Mille detenuti a S. Pietro: cosi com’è, il carcere tradisce la Costituzione

Oggi 6 novembre, a Roma, si incontrano due eventi, due tradizioni culturali, due popoli uniti nel riproporre una questione che sta a cuore ad entrambi, il carcere e i carcerati. C’è una marcia che nasce evocando Marco Pannella e una piazza che si raduna ascoltando papa Francesco: a volte, più che da dove si viene, conta il dove si va, i temi che accomunano. E questo è uno di quelli, perché la questione dei detenuti è grave e complessa, e chiama in causa almeno due fatti, uno materiale e uno politico.
Il fatto materiale s’incide nella carne viva delle persone.

Nelle carceri italiane i suicidi hanno una frequenza elevata; gli atti di autolesionismo sono in crescita, così come il consumo di psicofarmaci e di droghe; il tasso di sovraffollamento è alto e quello di recidiva altissimo. Se questi sono i fatti, andare in carcere non è un modo per rieducare. E l’ergastolo, implicitamente, è la sua dichiarazione fallimentare: l’ammissione di un limite insuperabile (il Papa, con un’affermazione pesante ma coerente, dice che l’ergastolo è una pena di morte occulta).

Il fatto politico riguarda la nostra idea di giustizia, di libertà. Cosa significa oggi essere giusti? Come comminare pene che siano immediate quando servono, certe nella loro esecuzione e giuste rispetto alle vittime e agli esecutori? Come essere giusti verso tutti: la nostra cultura offre ancora a tutti una seconda possibilità? Il problema è che noi stessi viviamo un’idea elastica e flessibile di giustizia, un’idea adattabile, sartoriale, tagliata a seconda dei casi. Non siamo tutti eguali, e questo lo sappiamo, ma parafrasando Orwell qualcuno è meno uguale di altri. I destini diventano casuali.

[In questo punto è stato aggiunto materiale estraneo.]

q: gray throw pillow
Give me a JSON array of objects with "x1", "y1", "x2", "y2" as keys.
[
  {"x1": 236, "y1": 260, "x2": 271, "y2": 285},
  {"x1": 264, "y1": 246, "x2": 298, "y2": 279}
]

Un’ultima considerazione. Il carcere è un’istituzione nata secondo uno scopo preciso, tra cui il rieducare, ma gli esiti appaiono spesso poco coerenti. Necessiterebbe di una riforma… istituzionale. E dopo tutta questa enfasi sulla Seconda parte della Costituzione, non sarebbe male se (ogni tanto) riparlassimo della Prima – nel nostro caso l’art. 27 – e chiedere come esso si possa tradurre in opere, oltre che in mattoni e sbarre. Sia chiaro, occorre mettere in sicurezza la società, difendersi da chi compie reati, proteggere la vita e i beni di tutti. Ma per far questo i mezzi sono più d’uno, e la pena carceraria potrebbe essere riservata a chi compie reati gravi, contro il patrimonio e soprattutto contro la persona.

Ci sono tanti strumenti di misura alternativa e tante buone pratiche tentate e realizzate. Perfino opere artistiche, come quella volta in cui i Taviani realizzarono un film coi detenuti di Rebibbia per mettere in scena il dramma di Giulio Cesare. Come finì il copione, la storia ce lo dice e basta leggerla. Come può finire il destino dei detenuti possiamo ancora scriverlo, assieme ad un serio dibattito pubblico su un’idea di giustizia.